Là-haut sur la montagne
par Charles, de base 5
Exercice difficile que de se livrer ainsi au travers d’un témoignage. Donner des clés de lecture sur sa personnalité, c’est en effet permettre à l’autre d’y pénétrer et s’il y a bien une chose que je n’aime pas c’est l’intrusion! C’est ainsi que certains pourraient me percevoir comme un roc, une montagne inaccessible car distante et impénétrable.
Cette montagne a toute son importance pour moi. Elle m’attire. Existe-t-il un meilleur endroit pour limiter les possibilités d’intrusion? Pour ne pas être envahi par le bruit de la ville? Pour s’affranchir de ce brouhaha qui empêche de se retrouver seul face à soi-même?
Se retrouver seul face à soi-même… tant de personnes ont l’air d’avoir peur de cela. Cela m’intrigue. J’ai du mal à comprendre que cela puisse être difficile. J’y arrive facilement et naturellement. Souvent même, je le recherche !

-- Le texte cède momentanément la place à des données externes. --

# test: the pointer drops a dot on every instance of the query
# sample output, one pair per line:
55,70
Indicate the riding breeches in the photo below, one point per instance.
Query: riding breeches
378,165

C’est ainsi que je me sens bien sur ma montagne.
Son rythme, vu de loin, y est paisible. Et pourtant, intérieurement, elle vit intensément. La neige de l’hiver cache les bourgeons de printemps qui se développent pleins de vie dans la discrétion. Elle recouvre ces ruisseaux qui sont en fait des torrents. Les hauts sommets maintenant immobiles font oublier l’intensité des mouvements tectoniques qui les ont formés. C’est ainsi que je suis.

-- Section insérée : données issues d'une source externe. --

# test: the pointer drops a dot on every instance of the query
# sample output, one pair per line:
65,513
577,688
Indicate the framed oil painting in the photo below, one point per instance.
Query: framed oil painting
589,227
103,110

Derrière une apparente passivité se cache une activité intérieure intense. Il faut s’en approcher pour le réaliser. Mais attention, comme en montagne, tout le monde ne parvient pas au sommet. Les anciens le savent bien. C’est la montagne qui se laisse gravir par l’homme et non l’inverse. Si la météo ne le permet pas, l’ascension est reportée. La montagne dicte son temps. Ainsi en est-il de mon ouverture. Rejoindre certains sommets n’est possible qu’après la fonte des neiges. Là encore c’est la nature qui donne le rythme. Je tiens à rester maître de mon temps et du moment où m’ouvrir. Gare à ceux qui cherchent à le précipiter. L’avalanche est assurée et l’ascension stoppée nette.

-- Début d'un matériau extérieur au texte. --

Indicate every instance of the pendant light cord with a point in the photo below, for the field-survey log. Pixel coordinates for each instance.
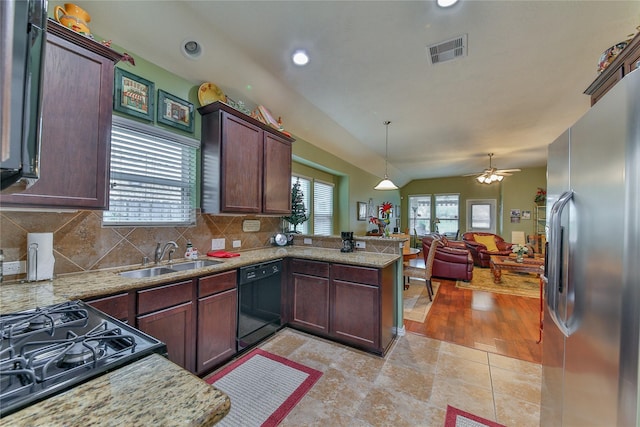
(386, 149)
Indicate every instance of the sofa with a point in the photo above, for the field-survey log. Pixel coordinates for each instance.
(477, 243)
(452, 259)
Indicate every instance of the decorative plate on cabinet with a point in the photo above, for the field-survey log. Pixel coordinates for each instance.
(208, 93)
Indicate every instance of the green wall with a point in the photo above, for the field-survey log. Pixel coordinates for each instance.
(514, 192)
(353, 184)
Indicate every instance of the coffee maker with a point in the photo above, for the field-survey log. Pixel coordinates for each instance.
(347, 241)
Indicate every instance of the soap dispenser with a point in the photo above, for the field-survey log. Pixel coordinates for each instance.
(189, 251)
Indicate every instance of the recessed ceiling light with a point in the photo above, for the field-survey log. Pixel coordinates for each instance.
(446, 3)
(300, 57)
(191, 49)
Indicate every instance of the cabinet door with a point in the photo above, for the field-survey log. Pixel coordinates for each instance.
(310, 296)
(356, 313)
(216, 329)
(76, 130)
(241, 166)
(174, 327)
(277, 175)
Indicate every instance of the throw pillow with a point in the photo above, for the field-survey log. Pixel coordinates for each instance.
(488, 241)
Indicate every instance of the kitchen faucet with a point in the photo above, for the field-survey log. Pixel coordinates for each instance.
(161, 250)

De la montagne j’observe la vallée et sa ville en contrebas. J’en perçois le brouhaha et une certaine agitation. Vu de haut des flux se dessinent. Certains ne me paraissent pas logiques, pas rationnels. J’interroge souvent les habitants d’un « Pourquoi est-ce ainsi? ». Certains me confessent ne pas connaître le sens de leur rythme. Comment peuvent-ils vivre ainsi? A quoi bon dépenser autant d’énergie sans savoir pourquoi? Sans comprendre ni connaître le sens à lui donner? J’aime bien réfléchir à ces questions de fond avec ceux que je vois en descendant à la ville.
Descendre à la ville consiste moins à faire le tour des soirées mondaines ou des grands rassemblements publics qu’à rechercher des moments de qualité en petit groupe. Ces derniers sont plus propices aux grandes discussions profondes et me tiennent à distance des discussions de comptoir sur la pluie et le beau temps. La ville reste cependant un terrain de jeu, un lieu d’observation des techniques et des personnes. L’agitation de la ville multiplie les occasions d’apprentissage et de découvertes. Cependant c’est le calme de la montagne qui me permettra de mettre de l’ordre dans la masse d’observations collectées, de l’intégrer et de pouvoir la partager par la suite. Là encore mon apparente passivité extérieure détonne par rapport à mon intense activité intérieure.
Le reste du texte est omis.